L’épouse des collines
Jamais il ne la trouva,
Même en la cherchant partout.
Où était-elle ?
Aussi soudainement,
Aussi vite,
Aussi aisément que cela,
Les liens se brisèrent
Et il apprit l’existence de l’irrévocable
Au bord de la tombe
ROBERT FROST
Quand tu scrutes longtemps l’abîme,
L’abîme regarde aussi en toi
NIETZSCHE
D’un coup sec, Stoneburner mit en place le chargeur de son calibre 45 de l’armée et coinça celui-ci dans la ceinture de son jean. Avant de sortir, il boutonna sa veste pour le dissimuler, puis il longea le trottoir jusqu’à son pick-up. Stoneburner était grand et élancé, mais son torse et ses épaules n’étaient pas aussi étroits que sa taille ne les faisait paraître. Ses cheveux châtain foncé, déjà parsemés de gris sur les tempes, étaient bouclés et assez longs sur la nuque pour recouvrir son col. Avec son Levi’s, il portait une chemise blanche et une vieille veste de couleur noire.
Après avoir acheté un pack de bière dans une supérette, il roula un certain temps sans destination précise. La nuit était tombée. Au bout d’un moment, la pluie se mêla à la partie, les rues devinrent noires et glissantes, comme inclinées. Sur l’asphalte luisant, les phares des voitures se dédoublaient, pareils à des lueurs sinistres courant sous la surface du revêtement. Les trottoirs grouillaient de monde. Les passants avaient des allures de dépravés, ils ne ressemblaient en rien aux gens qu’il avait l’habitude de voir en plein jour – peut-être appartenaient-ils à une autre race. À travers la pluie oblique, les néons les affublaient de couleurs dures et intenses, les maquillaient en exécutants de missions douteuses – tout en couleurs et en contrastes, des hommes noirs en tenue de ville.

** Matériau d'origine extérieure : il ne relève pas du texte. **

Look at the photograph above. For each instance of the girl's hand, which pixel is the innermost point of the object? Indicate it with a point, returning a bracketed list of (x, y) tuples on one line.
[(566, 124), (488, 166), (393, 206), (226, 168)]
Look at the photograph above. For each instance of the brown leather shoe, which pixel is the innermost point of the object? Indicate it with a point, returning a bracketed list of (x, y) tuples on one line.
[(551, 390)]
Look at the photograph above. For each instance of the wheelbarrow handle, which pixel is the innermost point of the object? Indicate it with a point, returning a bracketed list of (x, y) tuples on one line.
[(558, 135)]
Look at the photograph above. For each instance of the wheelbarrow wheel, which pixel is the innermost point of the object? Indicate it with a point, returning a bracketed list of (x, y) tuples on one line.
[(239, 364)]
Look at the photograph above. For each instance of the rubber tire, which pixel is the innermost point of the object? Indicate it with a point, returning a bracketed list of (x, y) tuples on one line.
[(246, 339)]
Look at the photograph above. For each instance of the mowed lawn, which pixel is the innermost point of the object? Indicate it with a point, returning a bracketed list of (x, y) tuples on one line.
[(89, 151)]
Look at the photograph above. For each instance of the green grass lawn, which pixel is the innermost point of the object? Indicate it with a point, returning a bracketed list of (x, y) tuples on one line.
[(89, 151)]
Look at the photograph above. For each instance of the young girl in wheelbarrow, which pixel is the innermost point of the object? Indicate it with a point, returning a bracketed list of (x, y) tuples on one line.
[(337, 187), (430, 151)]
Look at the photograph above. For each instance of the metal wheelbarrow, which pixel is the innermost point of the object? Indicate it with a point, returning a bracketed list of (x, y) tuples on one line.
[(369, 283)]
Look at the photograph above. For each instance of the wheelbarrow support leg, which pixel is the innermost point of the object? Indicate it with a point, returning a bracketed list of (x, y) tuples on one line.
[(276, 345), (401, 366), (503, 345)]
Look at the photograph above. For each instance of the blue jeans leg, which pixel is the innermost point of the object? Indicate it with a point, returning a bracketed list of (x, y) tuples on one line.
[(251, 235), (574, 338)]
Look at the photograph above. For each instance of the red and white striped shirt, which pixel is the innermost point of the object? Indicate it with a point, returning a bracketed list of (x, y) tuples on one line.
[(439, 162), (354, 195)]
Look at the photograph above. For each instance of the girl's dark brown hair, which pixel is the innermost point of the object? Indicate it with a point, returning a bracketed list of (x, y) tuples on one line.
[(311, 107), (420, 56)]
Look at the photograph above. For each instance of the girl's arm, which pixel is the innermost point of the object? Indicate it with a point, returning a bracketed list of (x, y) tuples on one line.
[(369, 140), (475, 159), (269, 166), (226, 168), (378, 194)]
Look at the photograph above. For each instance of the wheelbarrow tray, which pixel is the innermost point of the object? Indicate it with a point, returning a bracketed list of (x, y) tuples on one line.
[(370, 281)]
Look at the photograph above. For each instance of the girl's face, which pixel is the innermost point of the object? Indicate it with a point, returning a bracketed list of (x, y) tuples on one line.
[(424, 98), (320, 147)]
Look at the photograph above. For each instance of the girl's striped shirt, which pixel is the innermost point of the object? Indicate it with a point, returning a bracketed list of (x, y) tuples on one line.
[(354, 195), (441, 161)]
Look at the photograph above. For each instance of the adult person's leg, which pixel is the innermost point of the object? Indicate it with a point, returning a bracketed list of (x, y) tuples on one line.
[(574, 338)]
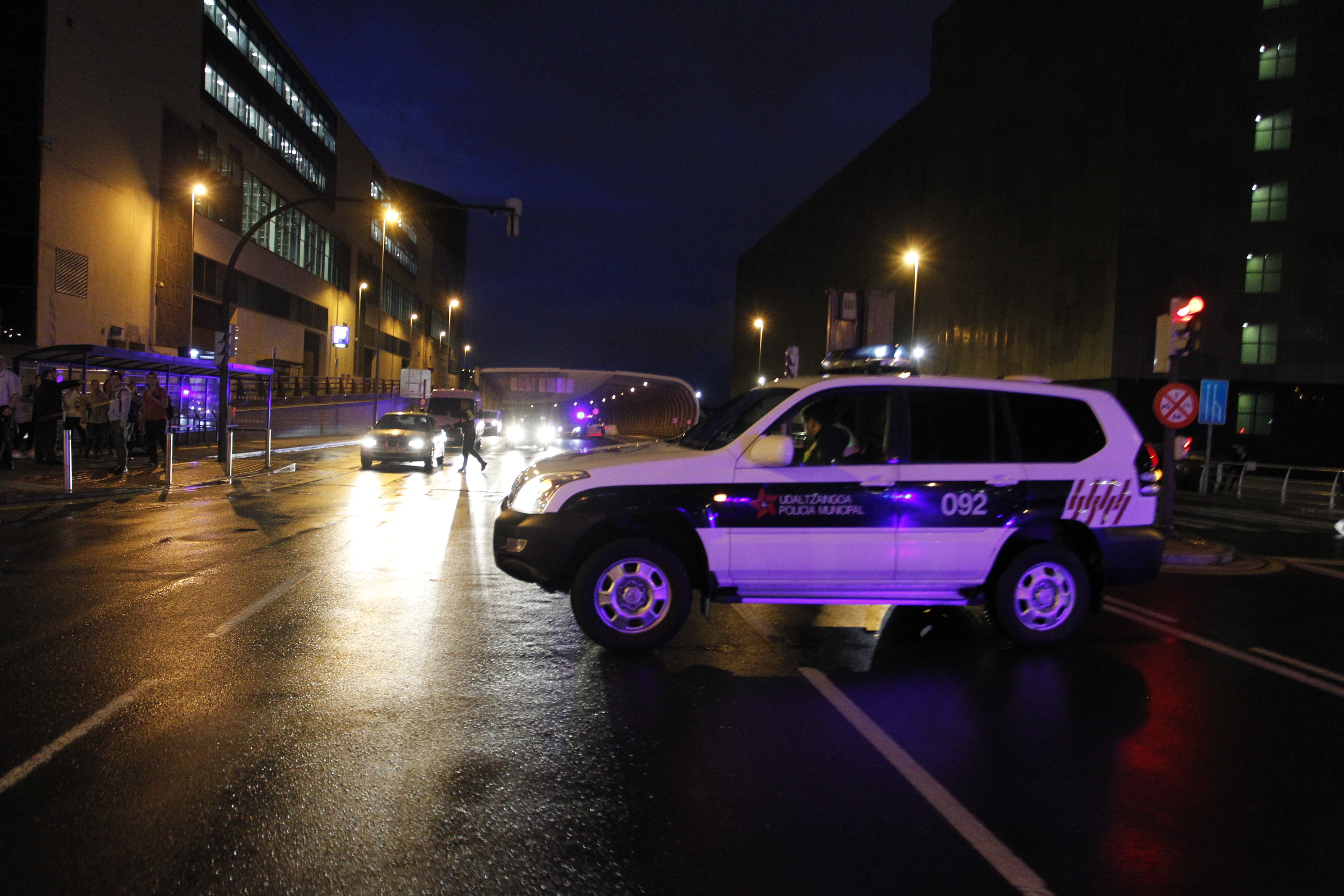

Il continua de rouler vers l’ouest jusqu’à ce que les commerces éclairés au néon se fassent plus rares et finissent par disparaître, après quoi son trajet ne fut plus balisé que par les réverbères. Il se trouvait dans Charlotte Avenue. Il la quitta pour tourner dans Beverly et se diriger vers le sud, en traversant un quartier occupé par les classes moyennes – habitations en brique, garages à deux places – où toutes les maisons semblaient identiques : trois chambres et un salon. On pouvait deviner l’agencement des pièces depuis la rue. Après avoir dépassé une bâtisse blanche apparemment pareille aux autres, il freina et stoppa le pick-up. En regardant derrière lui à travers la vitre ruisselant de pluie, il repartit en marche arrière et se gara dans l’allée d’une maison inoccupée, à la hauteur de la bâtisse blanche, mais de l’autre côté de la rue. Il éteignit les phares, coupa le contact. Le silence subit lui parut presque apaisant, et il resta sur son siège à écouter la pluie tambouriner sur le toit de la cabine.
Il s’en voulut de n’avoir pas prêté attention à la métamorphose de ce quartier, car celui-ci semblait en proie à une vague crise économique.